Das Reservat Rio Branco ist 236.137 Hektar groß und liegt direkt an der Grenze zum Naturreservat Guaporé. Im Reservat leben circa 800 Indianer, die entlang des Rio Branco angesiedelt sind, der durch die beiden Reservate fließt. Der Fluss bildet traditionell die Lebensader des heutigen Tupari-Territoriums. Er ist Nahrungsquelle und Transportweg zugleich. Das Reservat wurde 1986 eingerichtet, und es dauerte etliche Jahre, bis die Indianer davon erfuhren und begriffen, dass sie berechtigt sind, Nicht-Indigene aus ihrem Gebiet zu verweisen.
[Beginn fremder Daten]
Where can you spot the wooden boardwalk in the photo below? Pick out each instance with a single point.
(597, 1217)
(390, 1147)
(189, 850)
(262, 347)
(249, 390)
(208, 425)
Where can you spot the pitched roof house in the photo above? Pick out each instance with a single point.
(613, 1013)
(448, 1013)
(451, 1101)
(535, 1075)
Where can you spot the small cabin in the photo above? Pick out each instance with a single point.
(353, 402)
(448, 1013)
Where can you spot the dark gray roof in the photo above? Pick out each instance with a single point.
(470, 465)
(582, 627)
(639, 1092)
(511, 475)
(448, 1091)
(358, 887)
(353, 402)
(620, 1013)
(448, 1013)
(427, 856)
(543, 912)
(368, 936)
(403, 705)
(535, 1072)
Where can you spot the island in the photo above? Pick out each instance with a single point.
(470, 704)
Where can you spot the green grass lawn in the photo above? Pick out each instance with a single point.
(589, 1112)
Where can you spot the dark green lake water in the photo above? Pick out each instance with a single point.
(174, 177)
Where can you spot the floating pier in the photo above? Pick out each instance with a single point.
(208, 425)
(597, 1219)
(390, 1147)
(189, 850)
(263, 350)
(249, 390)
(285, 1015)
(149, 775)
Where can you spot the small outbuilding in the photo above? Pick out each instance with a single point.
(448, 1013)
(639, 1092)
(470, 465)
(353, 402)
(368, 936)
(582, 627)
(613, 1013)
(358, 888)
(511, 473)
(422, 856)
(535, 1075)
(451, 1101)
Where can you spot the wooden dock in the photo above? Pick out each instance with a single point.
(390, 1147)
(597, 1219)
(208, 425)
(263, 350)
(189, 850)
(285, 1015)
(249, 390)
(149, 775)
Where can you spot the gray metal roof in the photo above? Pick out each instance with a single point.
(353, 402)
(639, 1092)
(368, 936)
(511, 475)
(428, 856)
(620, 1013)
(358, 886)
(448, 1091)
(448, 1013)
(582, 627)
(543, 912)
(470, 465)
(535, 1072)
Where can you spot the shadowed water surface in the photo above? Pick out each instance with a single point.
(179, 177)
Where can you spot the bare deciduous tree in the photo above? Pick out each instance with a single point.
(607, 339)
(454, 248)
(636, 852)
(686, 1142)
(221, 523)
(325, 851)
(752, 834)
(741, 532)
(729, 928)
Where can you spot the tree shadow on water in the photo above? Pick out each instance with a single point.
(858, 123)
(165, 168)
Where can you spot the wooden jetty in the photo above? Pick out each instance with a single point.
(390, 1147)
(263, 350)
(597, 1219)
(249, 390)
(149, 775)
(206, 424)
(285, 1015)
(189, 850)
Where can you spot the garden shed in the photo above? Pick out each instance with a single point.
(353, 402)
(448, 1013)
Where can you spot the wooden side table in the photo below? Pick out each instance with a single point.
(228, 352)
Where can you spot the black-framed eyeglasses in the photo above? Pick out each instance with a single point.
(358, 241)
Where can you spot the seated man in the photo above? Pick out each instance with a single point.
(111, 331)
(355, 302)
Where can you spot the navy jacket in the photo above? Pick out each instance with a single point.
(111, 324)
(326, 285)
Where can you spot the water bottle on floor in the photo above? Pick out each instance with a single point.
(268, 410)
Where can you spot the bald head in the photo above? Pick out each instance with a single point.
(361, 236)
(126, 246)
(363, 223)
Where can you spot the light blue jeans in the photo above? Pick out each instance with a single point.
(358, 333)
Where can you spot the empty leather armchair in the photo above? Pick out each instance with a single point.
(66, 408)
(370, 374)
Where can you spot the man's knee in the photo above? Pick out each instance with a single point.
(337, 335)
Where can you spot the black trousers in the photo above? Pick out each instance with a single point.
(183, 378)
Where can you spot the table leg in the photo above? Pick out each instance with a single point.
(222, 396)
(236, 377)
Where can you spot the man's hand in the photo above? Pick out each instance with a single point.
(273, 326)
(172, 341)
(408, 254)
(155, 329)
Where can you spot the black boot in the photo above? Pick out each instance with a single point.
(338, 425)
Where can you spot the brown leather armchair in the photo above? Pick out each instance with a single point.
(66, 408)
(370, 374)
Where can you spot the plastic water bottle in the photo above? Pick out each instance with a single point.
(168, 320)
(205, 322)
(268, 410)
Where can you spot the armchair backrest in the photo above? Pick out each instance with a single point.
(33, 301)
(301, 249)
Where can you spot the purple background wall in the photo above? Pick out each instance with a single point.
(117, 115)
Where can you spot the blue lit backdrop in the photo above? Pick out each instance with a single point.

Seit 1997, als mit dem Bau von sieben Wasserkraftwerken begonnen wurde, ist das natürliche Gleichgewicht erheblich gestört. Die Dämme stauen die Nebenflüsse, kanalisieren die Flussbetten, beeinflussen Strömungen sowie Pegelstände und gefährden dadurch auch den Fischbestand. Die Indianer wurden weder über die Bauvorhaben informiert, noch bot man ihnen eine Entschädigung für die Schäden. Das gesamte Ökosystem der Reservate ist dadurch bedroht. Aufgrund des Wassermangels haben die Indianer in der Trockenzeit außerdem Schwierigkeiten, sich im Reservat fortzubewegen. Da die Staudämme außerhalb des Reservates liegen, bleiben juristische Schritte ohne Erfolg. Bezeichnend ist, dass der wichtigste Bauträger des Projekts, der millionenschwere Unternehmer Ivo Cassol, gleichzeitig Gouverneur des Bundesstaates Rondônia ist. Zudem werden die Bauvorhaben von der Brasilianischen Nationalbank für Entwicklung (BNDS) gefördert.
Als ich zum ersten Mal West-Brasilien besuchte, ahnte ich nicht, was ich vorfinden würde. Aus historischen Gründen ist die Kultur der Indianer für die meisten Brasilianer genau so unbekannt wie für Ausländer – obwohl die Indianer zwölf Prozent des brasilianischen Territoriums besitzen.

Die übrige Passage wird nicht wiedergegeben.